Bulking agents for urinary incontinence: what, when and where?

George Kasyan 1,, Dmitry Pushkar 1
PMCID: PMC4643717  PMID: 26568878

Stress urinary incontinence is a major problem at the field of female urology and urogynecology. Symptomatically, this is a losing of the urine on physical efforts, coughing or sneezing. Incompetency of the urethral closing mechanisms are causing urine loss. Mid-urethral synthetic slings are the gold standard of the treatment of the stress urinary incontinence. At the same time, different urethral bulking injections are creating an artificial cushioning at the area around the urethra [1]. Bulking agents may work by increasing the central filler volume and thereby increasing the power of sphincter. The timing of the procedures are rarely evidence approved, and mainly they are empirical, based on personal experience, availability of the injections and dedicated patients.

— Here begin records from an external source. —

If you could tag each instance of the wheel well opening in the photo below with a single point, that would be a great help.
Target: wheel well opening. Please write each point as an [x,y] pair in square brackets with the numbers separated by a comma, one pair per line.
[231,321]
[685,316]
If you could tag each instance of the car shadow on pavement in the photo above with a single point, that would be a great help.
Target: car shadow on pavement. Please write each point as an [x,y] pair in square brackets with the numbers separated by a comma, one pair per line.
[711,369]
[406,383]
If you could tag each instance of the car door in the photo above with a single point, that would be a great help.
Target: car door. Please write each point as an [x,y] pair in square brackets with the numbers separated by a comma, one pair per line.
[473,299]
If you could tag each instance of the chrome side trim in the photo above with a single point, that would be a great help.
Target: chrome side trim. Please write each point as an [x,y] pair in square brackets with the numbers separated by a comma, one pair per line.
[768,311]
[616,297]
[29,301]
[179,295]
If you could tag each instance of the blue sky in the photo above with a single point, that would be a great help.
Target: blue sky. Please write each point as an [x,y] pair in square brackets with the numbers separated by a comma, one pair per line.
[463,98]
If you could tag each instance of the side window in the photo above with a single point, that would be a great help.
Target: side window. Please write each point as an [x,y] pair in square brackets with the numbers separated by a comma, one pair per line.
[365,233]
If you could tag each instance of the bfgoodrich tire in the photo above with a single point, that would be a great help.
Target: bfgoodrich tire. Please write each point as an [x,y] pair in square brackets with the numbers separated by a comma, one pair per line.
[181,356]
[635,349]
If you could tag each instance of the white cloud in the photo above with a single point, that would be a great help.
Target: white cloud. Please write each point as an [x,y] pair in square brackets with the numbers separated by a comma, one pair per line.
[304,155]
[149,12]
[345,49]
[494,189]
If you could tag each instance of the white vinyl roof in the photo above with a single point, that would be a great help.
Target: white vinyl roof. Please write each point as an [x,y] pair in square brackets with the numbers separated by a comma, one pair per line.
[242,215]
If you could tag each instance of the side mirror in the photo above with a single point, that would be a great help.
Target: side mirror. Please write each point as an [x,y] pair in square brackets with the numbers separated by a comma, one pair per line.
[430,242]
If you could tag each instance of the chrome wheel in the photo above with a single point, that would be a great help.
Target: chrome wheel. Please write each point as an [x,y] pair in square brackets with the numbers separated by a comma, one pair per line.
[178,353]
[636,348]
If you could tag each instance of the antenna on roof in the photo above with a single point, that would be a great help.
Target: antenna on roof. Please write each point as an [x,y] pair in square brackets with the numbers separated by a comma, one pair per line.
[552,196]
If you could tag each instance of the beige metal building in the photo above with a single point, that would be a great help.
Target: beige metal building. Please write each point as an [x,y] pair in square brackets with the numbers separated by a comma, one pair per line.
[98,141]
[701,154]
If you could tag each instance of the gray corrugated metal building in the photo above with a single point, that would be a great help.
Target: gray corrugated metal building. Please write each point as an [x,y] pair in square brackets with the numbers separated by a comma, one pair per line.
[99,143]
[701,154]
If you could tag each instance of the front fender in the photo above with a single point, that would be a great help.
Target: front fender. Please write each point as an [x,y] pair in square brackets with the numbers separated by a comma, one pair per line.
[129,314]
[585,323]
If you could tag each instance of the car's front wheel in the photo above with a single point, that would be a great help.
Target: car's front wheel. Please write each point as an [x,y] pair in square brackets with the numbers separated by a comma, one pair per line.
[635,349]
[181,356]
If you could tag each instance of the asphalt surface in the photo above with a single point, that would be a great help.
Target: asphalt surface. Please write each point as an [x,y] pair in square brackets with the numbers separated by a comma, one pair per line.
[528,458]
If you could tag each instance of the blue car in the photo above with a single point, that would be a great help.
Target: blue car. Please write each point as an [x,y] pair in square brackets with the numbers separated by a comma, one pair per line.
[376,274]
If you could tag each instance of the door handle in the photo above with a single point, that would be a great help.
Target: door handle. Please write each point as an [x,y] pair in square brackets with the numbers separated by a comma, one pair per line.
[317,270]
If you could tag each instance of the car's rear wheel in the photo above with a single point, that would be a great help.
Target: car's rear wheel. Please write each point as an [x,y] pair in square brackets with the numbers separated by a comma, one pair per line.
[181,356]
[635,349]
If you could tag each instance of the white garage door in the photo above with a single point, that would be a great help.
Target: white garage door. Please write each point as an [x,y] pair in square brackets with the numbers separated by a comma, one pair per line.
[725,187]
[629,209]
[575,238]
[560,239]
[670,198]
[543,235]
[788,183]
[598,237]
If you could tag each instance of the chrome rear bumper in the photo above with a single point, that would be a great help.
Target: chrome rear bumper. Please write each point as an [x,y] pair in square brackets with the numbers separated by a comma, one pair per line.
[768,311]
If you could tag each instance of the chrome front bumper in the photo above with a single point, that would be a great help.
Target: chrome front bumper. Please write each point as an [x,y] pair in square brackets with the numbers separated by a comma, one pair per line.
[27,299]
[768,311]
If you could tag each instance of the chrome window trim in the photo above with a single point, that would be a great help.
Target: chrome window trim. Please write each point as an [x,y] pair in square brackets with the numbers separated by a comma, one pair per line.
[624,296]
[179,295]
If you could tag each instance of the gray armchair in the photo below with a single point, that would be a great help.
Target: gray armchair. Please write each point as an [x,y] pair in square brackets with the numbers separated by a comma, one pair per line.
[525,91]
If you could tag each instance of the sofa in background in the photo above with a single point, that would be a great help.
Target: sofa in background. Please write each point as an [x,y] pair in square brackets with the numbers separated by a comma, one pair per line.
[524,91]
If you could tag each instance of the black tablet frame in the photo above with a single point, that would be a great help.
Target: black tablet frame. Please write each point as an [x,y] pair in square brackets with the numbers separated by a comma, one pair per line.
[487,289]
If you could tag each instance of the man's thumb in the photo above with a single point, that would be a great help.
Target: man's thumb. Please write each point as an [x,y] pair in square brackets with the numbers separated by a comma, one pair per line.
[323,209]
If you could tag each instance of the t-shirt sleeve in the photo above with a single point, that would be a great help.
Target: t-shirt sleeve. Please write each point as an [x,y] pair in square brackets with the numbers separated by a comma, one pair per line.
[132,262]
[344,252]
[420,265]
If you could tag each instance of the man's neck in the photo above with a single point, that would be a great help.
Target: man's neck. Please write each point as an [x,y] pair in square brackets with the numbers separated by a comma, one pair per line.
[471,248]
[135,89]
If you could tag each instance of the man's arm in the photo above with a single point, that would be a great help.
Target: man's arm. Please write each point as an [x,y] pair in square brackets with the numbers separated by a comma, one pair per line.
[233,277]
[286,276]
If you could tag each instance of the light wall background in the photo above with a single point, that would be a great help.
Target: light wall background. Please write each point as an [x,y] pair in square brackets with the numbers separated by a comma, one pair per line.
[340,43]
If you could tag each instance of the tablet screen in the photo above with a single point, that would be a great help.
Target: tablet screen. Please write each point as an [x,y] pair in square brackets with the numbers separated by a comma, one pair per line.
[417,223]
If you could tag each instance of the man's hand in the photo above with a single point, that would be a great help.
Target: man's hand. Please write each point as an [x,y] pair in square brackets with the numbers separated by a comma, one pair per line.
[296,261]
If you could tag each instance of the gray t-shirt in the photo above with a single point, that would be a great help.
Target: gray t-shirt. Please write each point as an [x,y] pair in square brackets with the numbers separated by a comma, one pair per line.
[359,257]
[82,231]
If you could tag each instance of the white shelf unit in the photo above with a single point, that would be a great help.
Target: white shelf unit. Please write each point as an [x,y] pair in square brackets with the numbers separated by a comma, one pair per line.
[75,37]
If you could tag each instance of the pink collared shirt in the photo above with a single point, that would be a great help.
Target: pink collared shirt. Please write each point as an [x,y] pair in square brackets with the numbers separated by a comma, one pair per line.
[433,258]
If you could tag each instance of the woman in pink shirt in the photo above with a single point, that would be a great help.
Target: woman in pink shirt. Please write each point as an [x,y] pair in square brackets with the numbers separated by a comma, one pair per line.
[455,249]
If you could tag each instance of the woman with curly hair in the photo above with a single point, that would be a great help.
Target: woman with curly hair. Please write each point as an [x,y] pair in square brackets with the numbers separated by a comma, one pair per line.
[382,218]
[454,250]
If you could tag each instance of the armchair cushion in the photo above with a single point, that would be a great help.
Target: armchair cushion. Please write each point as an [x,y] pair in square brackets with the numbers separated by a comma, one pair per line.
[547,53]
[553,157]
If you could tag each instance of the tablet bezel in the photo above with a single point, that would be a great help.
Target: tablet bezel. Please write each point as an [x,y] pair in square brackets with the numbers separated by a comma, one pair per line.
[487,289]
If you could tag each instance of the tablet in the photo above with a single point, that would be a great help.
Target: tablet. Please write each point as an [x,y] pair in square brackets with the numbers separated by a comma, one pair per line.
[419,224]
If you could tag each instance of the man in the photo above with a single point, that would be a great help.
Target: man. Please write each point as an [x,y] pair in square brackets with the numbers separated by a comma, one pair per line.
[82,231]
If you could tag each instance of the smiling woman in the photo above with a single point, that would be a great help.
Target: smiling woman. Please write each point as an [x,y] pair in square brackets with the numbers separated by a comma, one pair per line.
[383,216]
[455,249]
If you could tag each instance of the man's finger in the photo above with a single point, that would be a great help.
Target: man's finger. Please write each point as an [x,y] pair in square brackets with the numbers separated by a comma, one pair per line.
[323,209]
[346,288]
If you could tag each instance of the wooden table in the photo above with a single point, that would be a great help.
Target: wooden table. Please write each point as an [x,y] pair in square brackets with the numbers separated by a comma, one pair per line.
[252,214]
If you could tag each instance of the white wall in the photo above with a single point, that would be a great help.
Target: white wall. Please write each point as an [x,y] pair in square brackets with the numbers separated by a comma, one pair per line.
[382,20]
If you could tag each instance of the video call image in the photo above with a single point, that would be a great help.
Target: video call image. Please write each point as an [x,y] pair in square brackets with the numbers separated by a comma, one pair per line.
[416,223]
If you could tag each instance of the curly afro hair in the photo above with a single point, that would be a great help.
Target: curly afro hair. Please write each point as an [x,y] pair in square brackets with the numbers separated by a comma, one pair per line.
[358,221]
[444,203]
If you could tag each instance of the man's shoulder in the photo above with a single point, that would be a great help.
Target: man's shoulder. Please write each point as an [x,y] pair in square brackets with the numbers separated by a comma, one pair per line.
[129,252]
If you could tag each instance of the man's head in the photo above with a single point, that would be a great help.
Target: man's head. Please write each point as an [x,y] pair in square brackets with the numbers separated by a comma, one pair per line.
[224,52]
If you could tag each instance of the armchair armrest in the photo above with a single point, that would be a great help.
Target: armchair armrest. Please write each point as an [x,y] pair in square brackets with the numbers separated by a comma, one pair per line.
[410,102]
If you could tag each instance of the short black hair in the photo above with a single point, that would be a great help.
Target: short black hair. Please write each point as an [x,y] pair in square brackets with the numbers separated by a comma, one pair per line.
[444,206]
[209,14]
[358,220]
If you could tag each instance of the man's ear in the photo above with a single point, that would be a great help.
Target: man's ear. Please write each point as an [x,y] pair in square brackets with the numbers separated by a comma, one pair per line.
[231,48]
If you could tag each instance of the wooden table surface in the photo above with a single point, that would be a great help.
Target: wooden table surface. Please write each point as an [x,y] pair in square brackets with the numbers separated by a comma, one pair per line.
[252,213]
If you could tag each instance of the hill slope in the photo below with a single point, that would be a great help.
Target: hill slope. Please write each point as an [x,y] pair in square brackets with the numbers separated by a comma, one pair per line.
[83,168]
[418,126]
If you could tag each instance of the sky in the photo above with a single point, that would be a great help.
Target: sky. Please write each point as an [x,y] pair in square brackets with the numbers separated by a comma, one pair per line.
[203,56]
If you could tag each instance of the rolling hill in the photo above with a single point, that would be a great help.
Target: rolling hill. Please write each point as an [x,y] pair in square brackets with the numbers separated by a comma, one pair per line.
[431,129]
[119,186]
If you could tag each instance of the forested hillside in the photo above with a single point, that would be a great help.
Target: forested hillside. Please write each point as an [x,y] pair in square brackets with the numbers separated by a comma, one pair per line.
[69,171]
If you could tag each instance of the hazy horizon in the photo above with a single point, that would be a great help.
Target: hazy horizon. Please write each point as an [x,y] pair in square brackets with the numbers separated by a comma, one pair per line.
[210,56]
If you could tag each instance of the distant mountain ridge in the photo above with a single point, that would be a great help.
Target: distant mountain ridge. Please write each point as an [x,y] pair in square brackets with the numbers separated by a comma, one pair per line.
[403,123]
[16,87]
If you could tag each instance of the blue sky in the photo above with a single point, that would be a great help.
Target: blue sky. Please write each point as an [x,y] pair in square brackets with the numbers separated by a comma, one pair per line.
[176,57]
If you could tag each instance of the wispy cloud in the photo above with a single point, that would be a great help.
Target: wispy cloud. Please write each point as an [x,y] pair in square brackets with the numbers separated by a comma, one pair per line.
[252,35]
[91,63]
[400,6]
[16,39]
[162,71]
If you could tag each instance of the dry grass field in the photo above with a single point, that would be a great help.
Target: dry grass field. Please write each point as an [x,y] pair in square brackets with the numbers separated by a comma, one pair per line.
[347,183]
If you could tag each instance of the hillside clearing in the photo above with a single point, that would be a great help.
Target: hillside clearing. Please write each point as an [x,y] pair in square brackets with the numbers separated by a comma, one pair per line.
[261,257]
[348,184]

So called “Bad urethra” patients are the main candidates for the injectables. While women with mixed incontinence, patients in childbearing age who are warned about uncertain outcome of synthetic slings during delivery or the patients with concomitant severe somatic pathology could get benefit from the bulking agents. According to the Cochrane Review “the available evidence base remains insufficient to guide practice” [2]. Comparative studies found that the placebo saline injection was followed by a similar symptomatic improvement to bulking agent injection. This fact pointed questions about the possibility of any beneficial effects. One multicenter, prospective, randomized, double-blind trial of the composed of pyrolytic carbon-coated beads suspended in a water-based gel showed 80.3% improvement within 1 year [3]. Indeed some treatments caused high levels of the retention and discomfort [4].

The place and the volume of the injections are tremendously different – from the bladder neck the urethra. There is no evidence to prove the superiority of mid-urethral or bladder neck techniques. There is no plain conclusions from the trials comparing alternative agents, although dextranomer hyaluronic acid was associated with more local side effects [5]. It is obvious that the ideal injectable materials are something still to be developed. In spite of the different characteristics of the bulking agents there is a modest difference in duration of effects between agents. We could summarize that paraurethral injections of the bulking agents might be an option for the limited number of patients [6].